A partir de Castro, o caminho conduz ao castro de Chao Samartín, uma das jazidas arqueológicas mais importantes das Astúrias. As origens do povoado remontam à Idade do Bronze (século VIII a.C.), quando se estabeleceu o primeiro recinto fortificado. Durante a Idade do Ferro, o castro sofreu várias reformas defensivas e foram construídos elementos caraterísticos do habitat castrejo, como muros, cabanas circulares e saunas rituais. A ocupação romana transformou a povoação num próspero centro administrativo sob o controlo do exército imperial. O povoado foi destruído por um terramoto no século II d.C. e mais tarde, na Alta Idade Média, foi construída sobre as suas ruínas uma necrópole ligada à monarquia asturiana.
O local alberga também um museu que expõe objectos encontrados durante as escavações, como ferramentas da Idade do Bronze, armas da Idade do Ferro e vestígios romanos, incluindo peças de metalurgia e objectos do quotidiano. A partir do museu, é possível desfrutar de uma vista privilegiada do local e do vale do médio Navia, oferecendo uma perspetiva completa do contexto histórico e geográfico do local.
Após a visita ao castro, o percurso continua por caminhos pedregosos que sobem em direção a um planalto. No caminho, atravessa-se Peña Lamas antes de descer em direção à estrada do Alto del Acebo. Depois de a atravessar, o percurso continua por um troço asfaltado que conduz a Silvaña e depois a Peñafurada, onde se encontram os túneis romanos que canalizavam a água para as antigas minas de ouro. O ambiente arborizado, dominado pela ribeira de Valía, confere um encanto especial a esta parte do percurso. Os túneis, embora cobertos de vegetação, conservam o seu carácter monumental e permitem conhecer a engenharia hidráulica romana.
A partir dos túneis de Peñafurada, o caminho desce até à aldeia abandonada de Soane, onde se podem ver as casas de pedra e a pequena capela que testemunham o modo de vida rural da zona. O percurso sobe depois por caminhos alcatroados em direção a Xestoso e Xestoselo, onde se encontram as sepulturas de Canadeiro, vestígio dos primeiros povoadores neolíticos.
Neste troço também se encontram os petróglifos de La Xorenga, as maiores pinturas rupestres das Astúrias. Ao longo de uns 500 metros, distribuídos por três cristas de ardósia, podem ver-se mais de 150 pequenas taças, numerosos canais e vários antropomorfos gravados na rocha.
O regresso ao Castro encerra um itinerário que combina património arqueológico, natureza e cultura tradicional num percurso acessível a caminhantes de todos os níveis, também adequado para bicicletas. Este itinerário é uma janela para a história antiga das Astúrias e uma viagem no tempo através dos seus vestígios arqueológicos e paisagens milenares.
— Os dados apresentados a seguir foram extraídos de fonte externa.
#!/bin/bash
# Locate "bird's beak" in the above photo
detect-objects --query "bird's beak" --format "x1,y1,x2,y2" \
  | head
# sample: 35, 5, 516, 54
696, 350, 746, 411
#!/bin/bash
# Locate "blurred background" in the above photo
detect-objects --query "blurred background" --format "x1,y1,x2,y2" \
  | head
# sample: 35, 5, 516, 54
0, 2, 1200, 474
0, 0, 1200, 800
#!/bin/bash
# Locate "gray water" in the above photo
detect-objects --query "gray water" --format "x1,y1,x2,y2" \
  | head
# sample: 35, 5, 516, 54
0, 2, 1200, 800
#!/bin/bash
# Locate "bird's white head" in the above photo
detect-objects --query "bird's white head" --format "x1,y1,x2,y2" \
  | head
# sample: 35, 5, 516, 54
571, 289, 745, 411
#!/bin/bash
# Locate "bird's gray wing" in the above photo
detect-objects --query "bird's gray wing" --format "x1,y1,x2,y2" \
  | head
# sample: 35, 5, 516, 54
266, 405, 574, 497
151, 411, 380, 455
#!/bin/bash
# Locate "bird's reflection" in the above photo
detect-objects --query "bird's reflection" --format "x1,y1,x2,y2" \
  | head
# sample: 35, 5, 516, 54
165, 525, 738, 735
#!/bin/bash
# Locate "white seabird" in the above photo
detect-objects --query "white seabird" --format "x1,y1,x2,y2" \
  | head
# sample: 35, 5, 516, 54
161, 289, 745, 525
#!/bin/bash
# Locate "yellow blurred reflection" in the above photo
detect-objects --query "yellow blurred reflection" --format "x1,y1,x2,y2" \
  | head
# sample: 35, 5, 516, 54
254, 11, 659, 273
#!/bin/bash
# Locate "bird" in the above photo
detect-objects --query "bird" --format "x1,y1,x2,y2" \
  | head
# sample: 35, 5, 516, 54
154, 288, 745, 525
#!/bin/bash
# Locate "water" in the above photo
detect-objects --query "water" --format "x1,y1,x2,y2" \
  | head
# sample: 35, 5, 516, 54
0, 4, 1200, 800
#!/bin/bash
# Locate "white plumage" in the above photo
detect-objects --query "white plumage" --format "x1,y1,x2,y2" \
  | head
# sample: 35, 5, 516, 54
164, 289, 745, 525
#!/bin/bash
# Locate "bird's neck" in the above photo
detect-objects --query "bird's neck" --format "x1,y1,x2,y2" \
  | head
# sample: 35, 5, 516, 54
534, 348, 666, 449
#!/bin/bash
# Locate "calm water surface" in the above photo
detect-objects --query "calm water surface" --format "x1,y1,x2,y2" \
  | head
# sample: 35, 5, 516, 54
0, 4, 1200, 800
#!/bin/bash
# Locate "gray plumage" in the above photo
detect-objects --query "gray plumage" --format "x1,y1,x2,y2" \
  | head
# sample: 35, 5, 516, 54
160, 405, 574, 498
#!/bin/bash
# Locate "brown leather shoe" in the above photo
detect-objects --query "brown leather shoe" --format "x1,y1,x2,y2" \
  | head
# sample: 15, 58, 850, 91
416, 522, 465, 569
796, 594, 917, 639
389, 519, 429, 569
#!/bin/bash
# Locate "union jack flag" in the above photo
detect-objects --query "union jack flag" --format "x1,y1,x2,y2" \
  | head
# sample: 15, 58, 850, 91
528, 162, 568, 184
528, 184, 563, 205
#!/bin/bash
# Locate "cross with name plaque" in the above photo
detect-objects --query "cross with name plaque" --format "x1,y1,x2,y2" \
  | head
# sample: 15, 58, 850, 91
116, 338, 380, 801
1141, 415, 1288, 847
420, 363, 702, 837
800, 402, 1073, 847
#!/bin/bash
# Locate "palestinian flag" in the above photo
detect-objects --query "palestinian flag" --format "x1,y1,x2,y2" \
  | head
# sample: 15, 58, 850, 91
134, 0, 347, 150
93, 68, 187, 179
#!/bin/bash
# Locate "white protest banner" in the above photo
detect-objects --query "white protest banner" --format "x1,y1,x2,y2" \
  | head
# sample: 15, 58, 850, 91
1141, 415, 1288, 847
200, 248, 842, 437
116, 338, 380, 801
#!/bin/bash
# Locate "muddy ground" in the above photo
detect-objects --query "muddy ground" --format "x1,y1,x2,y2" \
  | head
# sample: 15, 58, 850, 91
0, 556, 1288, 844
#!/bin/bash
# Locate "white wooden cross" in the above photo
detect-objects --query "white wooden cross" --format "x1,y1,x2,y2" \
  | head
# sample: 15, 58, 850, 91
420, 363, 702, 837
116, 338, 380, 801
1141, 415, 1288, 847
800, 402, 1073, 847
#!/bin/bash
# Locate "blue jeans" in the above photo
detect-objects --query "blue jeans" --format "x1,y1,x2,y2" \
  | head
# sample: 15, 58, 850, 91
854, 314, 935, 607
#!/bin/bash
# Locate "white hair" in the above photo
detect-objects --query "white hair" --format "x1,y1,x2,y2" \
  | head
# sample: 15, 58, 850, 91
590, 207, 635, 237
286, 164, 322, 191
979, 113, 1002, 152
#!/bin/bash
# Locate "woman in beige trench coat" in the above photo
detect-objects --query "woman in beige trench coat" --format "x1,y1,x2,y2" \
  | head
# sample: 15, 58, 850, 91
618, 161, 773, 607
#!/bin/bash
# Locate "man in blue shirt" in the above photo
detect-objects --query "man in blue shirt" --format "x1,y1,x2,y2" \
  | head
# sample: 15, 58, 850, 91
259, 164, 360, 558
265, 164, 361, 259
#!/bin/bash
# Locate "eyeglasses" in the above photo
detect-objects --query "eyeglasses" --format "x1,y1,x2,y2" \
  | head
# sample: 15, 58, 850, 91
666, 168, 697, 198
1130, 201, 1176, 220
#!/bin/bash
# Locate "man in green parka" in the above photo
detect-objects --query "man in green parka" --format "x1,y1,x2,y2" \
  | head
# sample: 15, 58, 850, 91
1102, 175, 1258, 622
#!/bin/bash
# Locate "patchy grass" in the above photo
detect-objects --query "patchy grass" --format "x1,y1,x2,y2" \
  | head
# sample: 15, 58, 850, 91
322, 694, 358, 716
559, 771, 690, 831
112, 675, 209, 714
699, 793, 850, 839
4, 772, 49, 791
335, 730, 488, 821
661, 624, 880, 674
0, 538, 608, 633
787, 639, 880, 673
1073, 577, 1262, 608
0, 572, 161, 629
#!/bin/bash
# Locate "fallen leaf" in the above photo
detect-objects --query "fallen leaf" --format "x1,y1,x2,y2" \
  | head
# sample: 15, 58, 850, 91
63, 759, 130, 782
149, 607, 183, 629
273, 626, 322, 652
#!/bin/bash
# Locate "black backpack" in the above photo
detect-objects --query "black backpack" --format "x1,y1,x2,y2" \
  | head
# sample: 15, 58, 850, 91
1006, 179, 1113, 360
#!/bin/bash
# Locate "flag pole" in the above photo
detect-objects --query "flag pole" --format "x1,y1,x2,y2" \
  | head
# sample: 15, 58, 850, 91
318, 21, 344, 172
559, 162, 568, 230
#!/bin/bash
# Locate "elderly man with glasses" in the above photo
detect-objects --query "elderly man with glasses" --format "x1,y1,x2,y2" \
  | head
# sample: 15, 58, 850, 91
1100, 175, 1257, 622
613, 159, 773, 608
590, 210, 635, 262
- O itinerário coincide parcialmente, em troços menores, com o Caminho Primitivo de Santiago.
- Atenção ao desvio assinalado junto aos túneis de Peñafurada para evitar atravessar uma ponte em mau estado.
Conselhos básicos antes de ir para as montanhas
- Evitar aproximar-se do gado.
- Se encontrar mastins a proteger o gado, não se aproxime deles, não lhes faça festas e não os alimente. Não permita que o sigam ou que se afastem do rebanho. Eles estão a trabalhar.
- Se for com um cão, mantenha-o sempre preso por uma trela.
- Não deixe rasto. Recolha todos os seus resíduos, incluindo os orgânicos. A natureza não é uma lixeira.
- Agir com prudência. Planeiebem o seu percurso, leve tudo o que precisa e certifique-se de que está adaptado às suas capacidades físicas.